Todo marchaba bien; llegaron a tener 250 trabajadores. Pero les estaba acechando la crisis económica de 2008, que afectó a la mayoría de los países del mundo. Esta crisis, que duró hasta 2014, surgió en Estados Unidos, y se conoció como «la crisis de las hipotecas subprime», causada por el excesivo riesgo de los bancos de ese país al prestar masivamente dinero para la compra de viviendas a personas de bajos ingresos, lo que provocó un estallido de la burbuja inmobiliaria y que no se pudieran devolver muchos de estos préstamos.

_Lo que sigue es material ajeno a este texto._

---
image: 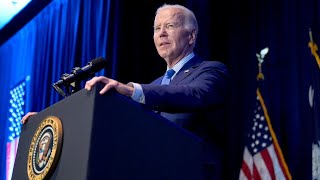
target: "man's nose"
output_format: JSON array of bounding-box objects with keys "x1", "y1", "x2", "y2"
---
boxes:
[{"x1": 159, "y1": 27, "x2": 168, "y2": 37}]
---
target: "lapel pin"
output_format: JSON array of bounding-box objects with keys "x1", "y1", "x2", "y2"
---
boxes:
[{"x1": 184, "y1": 70, "x2": 189, "y2": 73}]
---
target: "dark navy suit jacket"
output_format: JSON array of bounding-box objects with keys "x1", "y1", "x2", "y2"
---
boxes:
[{"x1": 141, "y1": 55, "x2": 230, "y2": 179}]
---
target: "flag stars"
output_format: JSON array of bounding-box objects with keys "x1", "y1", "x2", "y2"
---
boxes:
[
  {"x1": 255, "y1": 140, "x2": 260, "y2": 145},
  {"x1": 251, "y1": 134, "x2": 255, "y2": 139},
  {"x1": 246, "y1": 95, "x2": 275, "y2": 154}
]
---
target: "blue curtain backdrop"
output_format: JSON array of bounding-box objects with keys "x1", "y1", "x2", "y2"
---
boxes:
[
  {"x1": 0, "y1": 0, "x2": 319, "y2": 179},
  {"x1": 0, "y1": 0, "x2": 111, "y2": 179}
]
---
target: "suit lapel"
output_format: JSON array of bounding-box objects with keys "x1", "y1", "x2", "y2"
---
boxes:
[{"x1": 170, "y1": 56, "x2": 203, "y2": 85}]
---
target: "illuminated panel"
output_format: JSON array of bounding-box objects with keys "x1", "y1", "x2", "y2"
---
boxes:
[
  {"x1": 0, "y1": 0, "x2": 32, "y2": 30},
  {"x1": 6, "y1": 76, "x2": 29, "y2": 180}
]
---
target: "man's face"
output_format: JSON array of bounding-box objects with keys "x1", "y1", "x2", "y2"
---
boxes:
[{"x1": 153, "y1": 8, "x2": 193, "y2": 65}]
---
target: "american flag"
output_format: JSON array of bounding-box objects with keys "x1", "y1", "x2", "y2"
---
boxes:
[
  {"x1": 6, "y1": 79, "x2": 28, "y2": 180},
  {"x1": 308, "y1": 30, "x2": 320, "y2": 179},
  {"x1": 239, "y1": 88, "x2": 291, "y2": 180},
  {"x1": 6, "y1": 138, "x2": 19, "y2": 180}
]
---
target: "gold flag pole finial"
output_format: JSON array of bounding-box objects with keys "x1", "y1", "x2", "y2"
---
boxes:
[
  {"x1": 308, "y1": 28, "x2": 320, "y2": 69},
  {"x1": 256, "y1": 47, "x2": 269, "y2": 81}
]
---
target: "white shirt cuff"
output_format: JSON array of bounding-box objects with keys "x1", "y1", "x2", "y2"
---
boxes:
[{"x1": 128, "y1": 82, "x2": 145, "y2": 104}]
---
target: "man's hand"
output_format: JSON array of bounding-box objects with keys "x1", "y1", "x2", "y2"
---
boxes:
[
  {"x1": 21, "y1": 112, "x2": 38, "y2": 124},
  {"x1": 85, "y1": 76, "x2": 134, "y2": 97}
]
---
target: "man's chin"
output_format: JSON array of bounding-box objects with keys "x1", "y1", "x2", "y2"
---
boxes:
[{"x1": 158, "y1": 51, "x2": 170, "y2": 59}]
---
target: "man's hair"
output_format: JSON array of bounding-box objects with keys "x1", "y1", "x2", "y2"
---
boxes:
[{"x1": 155, "y1": 4, "x2": 199, "y2": 36}]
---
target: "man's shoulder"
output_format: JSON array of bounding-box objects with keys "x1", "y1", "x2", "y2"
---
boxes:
[
  {"x1": 202, "y1": 60, "x2": 226, "y2": 67},
  {"x1": 194, "y1": 57, "x2": 229, "y2": 77},
  {"x1": 198, "y1": 59, "x2": 228, "y2": 71},
  {"x1": 186, "y1": 55, "x2": 229, "y2": 75},
  {"x1": 193, "y1": 55, "x2": 227, "y2": 68}
]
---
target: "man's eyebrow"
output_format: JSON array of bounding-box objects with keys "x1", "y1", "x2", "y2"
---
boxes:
[{"x1": 154, "y1": 21, "x2": 178, "y2": 26}]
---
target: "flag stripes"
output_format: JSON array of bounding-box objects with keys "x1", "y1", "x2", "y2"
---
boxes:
[{"x1": 239, "y1": 89, "x2": 291, "y2": 180}]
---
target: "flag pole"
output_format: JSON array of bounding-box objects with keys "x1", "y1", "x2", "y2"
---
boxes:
[
  {"x1": 256, "y1": 47, "x2": 292, "y2": 179},
  {"x1": 308, "y1": 28, "x2": 320, "y2": 69},
  {"x1": 239, "y1": 47, "x2": 292, "y2": 180}
]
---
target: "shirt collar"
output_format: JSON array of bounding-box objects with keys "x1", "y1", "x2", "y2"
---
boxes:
[{"x1": 166, "y1": 52, "x2": 195, "y2": 78}]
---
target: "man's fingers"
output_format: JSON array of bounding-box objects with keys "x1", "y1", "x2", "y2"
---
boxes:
[
  {"x1": 85, "y1": 77, "x2": 97, "y2": 91},
  {"x1": 99, "y1": 81, "x2": 115, "y2": 94},
  {"x1": 21, "y1": 112, "x2": 38, "y2": 124},
  {"x1": 85, "y1": 76, "x2": 109, "y2": 91}
]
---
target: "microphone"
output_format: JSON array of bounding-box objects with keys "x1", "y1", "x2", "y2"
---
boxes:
[
  {"x1": 52, "y1": 57, "x2": 107, "y2": 97},
  {"x1": 53, "y1": 57, "x2": 107, "y2": 86}
]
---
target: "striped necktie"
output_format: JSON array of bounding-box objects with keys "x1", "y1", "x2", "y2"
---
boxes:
[{"x1": 161, "y1": 69, "x2": 175, "y2": 85}]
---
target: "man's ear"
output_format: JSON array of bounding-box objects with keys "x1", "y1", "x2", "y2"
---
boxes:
[{"x1": 188, "y1": 29, "x2": 196, "y2": 45}]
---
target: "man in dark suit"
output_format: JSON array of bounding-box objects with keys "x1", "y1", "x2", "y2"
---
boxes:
[
  {"x1": 23, "y1": 3, "x2": 230, "y2": 179},
  {"x1": 85, "y1": 4, "x2": 230, "y2": 179}
]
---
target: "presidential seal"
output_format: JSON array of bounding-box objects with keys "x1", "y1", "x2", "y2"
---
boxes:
[{"x1": 27, "y1": 116, "x2": 63, "y2": 180}]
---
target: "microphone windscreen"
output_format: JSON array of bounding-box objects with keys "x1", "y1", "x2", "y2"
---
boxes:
[
  {"x1": 88, "y1": 57, "x2": 107, "y2": 72},
  {"x1": 91, "y1": 57, "x2": 105, "y2": 65}
]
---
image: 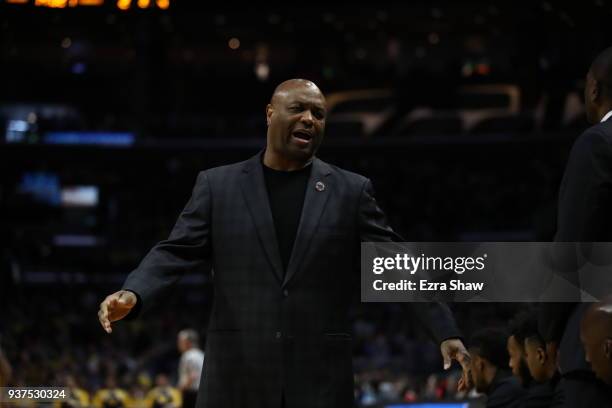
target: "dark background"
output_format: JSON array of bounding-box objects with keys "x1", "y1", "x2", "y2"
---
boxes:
[{"x1": 1, "y1": 0, "x2": 610, "y2": 405}]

El clímax de la crisis ocurrió en septiembre de 2008 con la quiebra de Lehman Brothers, lo que, por contagio, provocó una crisis bancaria mundial. En España esta fue especialmente penosa, con el estallido, además, de nuestra propia burbuja inmobiliaria, de la que se venía advirtiendo desde hacía años, aunque nadie fue capaz de hacer nada. El paro llegó al 23 %, y entre la juventud llegó al 50 %.
La terrible crisis hizo que la empresa quebrara, pero con la salvedad de que «todos los trabajadores cobraron lo que les correspondía», me indica Josep con orgullo. Hombre emprendedor, había formado, mientras tanto, un conjunto llamado Simbols, que se dedicaban a actuar y permaneció en él 35 años trabajando en lo «clásico»: bodas, bautizos y comuniones, para, en verano, volver a las fiestas mayores de pueblos. De esta época, recuerda, con especial cariño, sus acompañamientos a figuras importantes de la música, como Rudy Ventura o José Guardiola.
Josep Perpiña, primero a la izquierda y su conjunto Simbols con José Guardiola
A Castelldefels vino a vivir en 1992 y aquí sigue feliz con Elisa, su esposa, hijos y nietos. Se niega a caer en el sofá para pasar los días viendo la infumable televisión que nos ofrecen.
Es vicepresidente del Casal de Gent Gran y ha formado la orquesta Castell Band con un grupo de entusiastas jubilados. Ensaya y pasa sus días con Ferran, Francisca, José María, Carlos, Andrés, Vicente, Pedro, Augusto, Juanjo y Rufino, a los que forma y dirige.
Actúan en residencias y en fiestas mayores de Cataluña durante el verano. Los domingos por la tarde, organizan bailes en Frederic Mompou. Este cronista ha asistido alguna vez y es un placer ver a personas mayores divertirse, dándole vida a los años. Los ciudadanos como Josep hacen más habitables las ciudades y, por tanto, alivian el mal humor colectivo, lo que nos hace mejores personas.
Josep, que un día, al saber que soy de Jaén, me dijo que se emocionó cuando contempló por primera vez el mar de olivos. Es el bosque humanizado más grande del mundo, 180 millones de árboles jalonan cada horizonte de la región, testigos durante siglos de las penurias de muchos andaluces.
Josep se emocionó al verlos y a mí me emocionó cuando me lo contaba junto a un café, una mañana de invierno en el bar Alba.